Description of problem: Jun 28 15:29:45 localhost systemd[1]: Job initialise-layout-daemon.service/start failed with result 'dependency'. Jun 28 15:29:45 localhost kernel: [ 682.454946] systemd[1]: Job start-players.service/start failed with result 'dependency'. Jun 28 15:29:45 localhost kernel: [ 682.454955] systemd[1]: Job layout-daemon.service/start failed with result 'dependency'. Jun 28 15:29:45 localhost kernel: [ 682.454963] systemd[1]: Assertion 'j->installed' failed at src/manager.c:1202, function transaction_apply(). Aborting. Jun 28 15:29:45 localhost systemd[1]: Caught <ABRT>, dumped core as pid 2162. Jun 28 15:29:45 localhost systemd[1]: Freezing execution. Version-Release number of selected component (if applicable): systemd-sysv-26-3.fc15.i686 systemd-units-26-3.fc15.i686 systemd-26-3.fc15.i686 How reproducible: Haven't yet figured how. Additional info: Core dump attached.
Created attachment 510301 [details] Core dump.
Unfortunately I am unable to get anything useful from the core dump: (gdb) bt #0 0x00b2c424 in __kernel_vsyscall () #1 0x0070539e in ?? () #2 0xbf9b2bc8 in ?? () Backtrace stopped: previous frame inner to this frame (corrupt stack?) What are the services initialise-layout-daemon, start-players, layout-daemon? I wanted to test them myself, but I could not find anything. > How reproducible: > Haven't yet figured how. Any news? Finding a way to reproduce it would be very useful.

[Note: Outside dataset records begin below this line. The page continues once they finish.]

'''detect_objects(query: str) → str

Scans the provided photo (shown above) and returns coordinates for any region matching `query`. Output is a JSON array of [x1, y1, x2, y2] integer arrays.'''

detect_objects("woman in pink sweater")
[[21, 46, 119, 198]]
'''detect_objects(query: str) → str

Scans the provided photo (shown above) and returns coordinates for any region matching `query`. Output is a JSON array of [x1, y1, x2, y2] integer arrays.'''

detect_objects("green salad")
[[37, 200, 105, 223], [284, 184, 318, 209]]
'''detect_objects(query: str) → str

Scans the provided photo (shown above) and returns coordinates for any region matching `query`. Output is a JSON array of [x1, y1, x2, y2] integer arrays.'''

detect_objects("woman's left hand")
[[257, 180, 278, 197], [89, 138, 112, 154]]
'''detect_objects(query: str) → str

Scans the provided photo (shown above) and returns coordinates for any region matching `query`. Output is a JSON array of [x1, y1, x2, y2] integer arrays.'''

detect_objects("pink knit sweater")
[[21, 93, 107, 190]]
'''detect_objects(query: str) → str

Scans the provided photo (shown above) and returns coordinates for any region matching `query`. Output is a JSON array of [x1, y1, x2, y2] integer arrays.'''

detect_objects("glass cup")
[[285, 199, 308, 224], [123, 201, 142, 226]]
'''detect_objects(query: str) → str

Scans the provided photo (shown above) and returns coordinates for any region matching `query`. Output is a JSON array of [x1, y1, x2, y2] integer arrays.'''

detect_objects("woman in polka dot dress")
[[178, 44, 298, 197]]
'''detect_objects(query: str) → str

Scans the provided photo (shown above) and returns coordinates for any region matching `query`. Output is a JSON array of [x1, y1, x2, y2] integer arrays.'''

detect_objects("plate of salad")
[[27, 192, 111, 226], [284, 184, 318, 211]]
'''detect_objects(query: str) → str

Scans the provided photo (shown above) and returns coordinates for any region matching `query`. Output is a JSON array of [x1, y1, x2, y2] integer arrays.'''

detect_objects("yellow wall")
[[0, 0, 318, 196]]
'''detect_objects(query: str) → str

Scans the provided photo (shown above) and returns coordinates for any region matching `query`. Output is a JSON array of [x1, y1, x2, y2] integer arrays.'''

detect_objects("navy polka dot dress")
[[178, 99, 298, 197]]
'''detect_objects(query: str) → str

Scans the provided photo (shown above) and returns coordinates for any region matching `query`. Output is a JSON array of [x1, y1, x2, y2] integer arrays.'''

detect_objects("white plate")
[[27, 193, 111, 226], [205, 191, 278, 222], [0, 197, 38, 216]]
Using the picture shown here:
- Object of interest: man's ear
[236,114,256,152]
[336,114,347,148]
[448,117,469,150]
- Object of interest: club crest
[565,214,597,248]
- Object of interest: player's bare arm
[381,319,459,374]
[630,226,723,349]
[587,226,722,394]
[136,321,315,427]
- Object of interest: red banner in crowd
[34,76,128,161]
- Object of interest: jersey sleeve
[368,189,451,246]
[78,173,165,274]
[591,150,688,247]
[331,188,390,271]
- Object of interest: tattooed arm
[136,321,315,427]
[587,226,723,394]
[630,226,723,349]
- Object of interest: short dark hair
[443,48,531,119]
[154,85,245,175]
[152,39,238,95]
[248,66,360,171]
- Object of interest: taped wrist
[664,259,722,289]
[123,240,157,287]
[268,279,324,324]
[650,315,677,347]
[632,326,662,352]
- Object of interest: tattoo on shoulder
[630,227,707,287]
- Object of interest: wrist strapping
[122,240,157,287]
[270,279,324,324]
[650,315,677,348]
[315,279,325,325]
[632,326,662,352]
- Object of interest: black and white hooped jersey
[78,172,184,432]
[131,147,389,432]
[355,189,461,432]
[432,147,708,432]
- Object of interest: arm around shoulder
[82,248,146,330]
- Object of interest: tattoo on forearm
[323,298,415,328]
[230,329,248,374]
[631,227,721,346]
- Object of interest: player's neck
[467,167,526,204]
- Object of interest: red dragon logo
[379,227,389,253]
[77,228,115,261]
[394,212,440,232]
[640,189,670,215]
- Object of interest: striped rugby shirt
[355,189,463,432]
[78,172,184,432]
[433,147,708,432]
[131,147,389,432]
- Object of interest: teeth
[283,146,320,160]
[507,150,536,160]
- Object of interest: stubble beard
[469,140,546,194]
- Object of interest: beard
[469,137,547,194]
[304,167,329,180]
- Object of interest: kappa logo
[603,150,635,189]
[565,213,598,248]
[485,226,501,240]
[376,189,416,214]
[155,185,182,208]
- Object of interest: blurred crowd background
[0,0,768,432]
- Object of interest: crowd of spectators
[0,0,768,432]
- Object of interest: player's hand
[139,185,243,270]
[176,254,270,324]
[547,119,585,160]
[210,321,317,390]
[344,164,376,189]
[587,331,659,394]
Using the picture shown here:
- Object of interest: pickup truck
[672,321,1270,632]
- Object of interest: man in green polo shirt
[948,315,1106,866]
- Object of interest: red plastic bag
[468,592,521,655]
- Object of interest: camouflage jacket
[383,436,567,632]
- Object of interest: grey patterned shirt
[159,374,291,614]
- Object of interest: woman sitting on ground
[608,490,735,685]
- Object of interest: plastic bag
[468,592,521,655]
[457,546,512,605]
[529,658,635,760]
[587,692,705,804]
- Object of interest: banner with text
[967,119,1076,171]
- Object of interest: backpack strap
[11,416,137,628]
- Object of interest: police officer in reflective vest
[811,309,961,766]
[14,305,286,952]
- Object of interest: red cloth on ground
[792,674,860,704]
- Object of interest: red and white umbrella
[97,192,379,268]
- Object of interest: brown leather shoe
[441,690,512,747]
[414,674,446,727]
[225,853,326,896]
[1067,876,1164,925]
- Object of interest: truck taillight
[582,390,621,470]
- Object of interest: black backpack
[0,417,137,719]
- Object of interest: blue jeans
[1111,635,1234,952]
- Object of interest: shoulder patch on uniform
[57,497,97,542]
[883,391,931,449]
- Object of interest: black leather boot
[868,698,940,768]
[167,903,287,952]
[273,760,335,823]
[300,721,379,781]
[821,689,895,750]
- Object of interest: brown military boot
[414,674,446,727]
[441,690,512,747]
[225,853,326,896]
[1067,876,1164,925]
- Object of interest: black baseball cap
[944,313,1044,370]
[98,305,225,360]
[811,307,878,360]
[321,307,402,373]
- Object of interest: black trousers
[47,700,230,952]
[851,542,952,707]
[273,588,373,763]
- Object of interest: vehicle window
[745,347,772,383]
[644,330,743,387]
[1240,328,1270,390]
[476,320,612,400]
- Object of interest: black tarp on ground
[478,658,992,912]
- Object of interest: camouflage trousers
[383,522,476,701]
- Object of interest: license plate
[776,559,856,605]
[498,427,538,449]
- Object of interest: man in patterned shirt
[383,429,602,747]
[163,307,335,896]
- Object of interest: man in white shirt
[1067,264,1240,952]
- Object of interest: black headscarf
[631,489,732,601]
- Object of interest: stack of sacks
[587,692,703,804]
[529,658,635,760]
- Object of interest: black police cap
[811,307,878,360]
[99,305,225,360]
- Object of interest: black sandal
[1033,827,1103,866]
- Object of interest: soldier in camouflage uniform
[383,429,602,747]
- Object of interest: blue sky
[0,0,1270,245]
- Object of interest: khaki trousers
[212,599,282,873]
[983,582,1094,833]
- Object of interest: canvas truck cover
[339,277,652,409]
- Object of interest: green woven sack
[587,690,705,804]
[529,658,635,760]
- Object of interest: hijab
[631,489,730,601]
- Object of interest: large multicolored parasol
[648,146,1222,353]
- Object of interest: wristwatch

(In reply to comment #2) > Unfortunately I am unable to get anything useful from the core dump: > (gdb) bt > #0 0x00b2c424 in __kernel_vsyscall () > #1 0x0070539e in ?? () > #2 0xbf9b2bc8 in ?? () > Backtrace stopped: previous frame inner to this frame (corrupt stack?) > > What are the services initialise-layout-daemon, start-players, layout-daemon? I > wanted to test them myself, but I could not find anything. They are our internal services, but they do work most of the time - apart this time when they caused systemd to crash. > > How reproducible: > > Haven't yet figured how. > > Any news? Finding a way to reproduce it would be very useful. Nothing yet unfortunately.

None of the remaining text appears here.